New American Banker report showcases comments from ACA Board member Jennifer Whipple, who served on the CFPB’s Small Business Review Panel, and CEO Scott Purcell on the potential impacts of the proposal, as well as concerns with bureau’s process and outdated research.
11/30/2023 10:45 A.M.
2 minute read
ACA International leadership, including CEO Scott Purcell and Board member Jennifer Whipple, recently spoke with American Banker reporter Kate Berry about the Consumer Financial Protection Bureau’s proposals on medical debt credit reporting and the Fair Credit Reporting Act.
In the article, both Whipple’s and Purcell’s comments shed light on how the proposal, which includes potentially sweeping changes to the FCRA, does not address the root of the issues in the health care system and lacks data-driven analysis needed for a rulemaking.
“The proposal is not addressing the issue the CFPB is trying to fix in terms of people having insurance billing or denial issues or unsupportable health care,” said Whipple, who served on the Small Business Review Panel for the proposal last month.
Purcell added, “It’s too important an issue not to study and not to use data-driven analysis.”

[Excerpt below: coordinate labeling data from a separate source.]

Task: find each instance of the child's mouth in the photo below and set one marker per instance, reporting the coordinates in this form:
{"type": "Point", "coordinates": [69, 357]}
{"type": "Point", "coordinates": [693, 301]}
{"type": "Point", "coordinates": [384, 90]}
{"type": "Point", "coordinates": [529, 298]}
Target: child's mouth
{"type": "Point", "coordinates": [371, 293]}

Whipple is president of Collection Bureau Services in Missoula, Montana. She shared that, based on her experience running an agency that handles health care receivables, “the CFPB’s message to consumers is that they do not have to pay their medical bills because there will be no impact to their credit. That kind of message … could result in some consumers thinking they don’t need to pay for health care coverage at all.”
The article also quotes Andrew Rodrigo Nigrinis, Ph.D., economist at Legal Economics LLC, and his economic analysis (PDF) showing the bureau has yet to study whether providers will react by refusing to provide credit and cutting consumers off from health services, or by raising prices on all consumers and hurting everyone. Providers may also windup requesting cash upfront for co-pays and deductibles, hurting low-income community members who can’t afford to pay those all at once, thereby reducing their access to health care.
The analysis was published leading up to CFPB Director Rohit Chopra’s testimony on Capitol Hill to present the bureau’s semiannual report to Congress with the House Financial Services Committee Nov. 29 and the Senate Committee on Banking, Housing and Urban Affairs Nov. 30.
In advance of the testimony, ACA outlined concerns with the CFPB’s proposal and other matters, urging Congress to look at the bureau’s actions, processes and statutory authority, ACA previously reported.
“In the past two years, the CFPB has undertaken a misguided public relations campaign to target the ARM industry’s compliant and beneficial collection activities, including most recently, through a proposal to make sweeping changes to the Fair Credit Reporting Act,” Purcell said in a letter (PDF) to House Financial Services Committee leadership.
A similar letter (PDF) was also submitted to the Senate Banking Committee.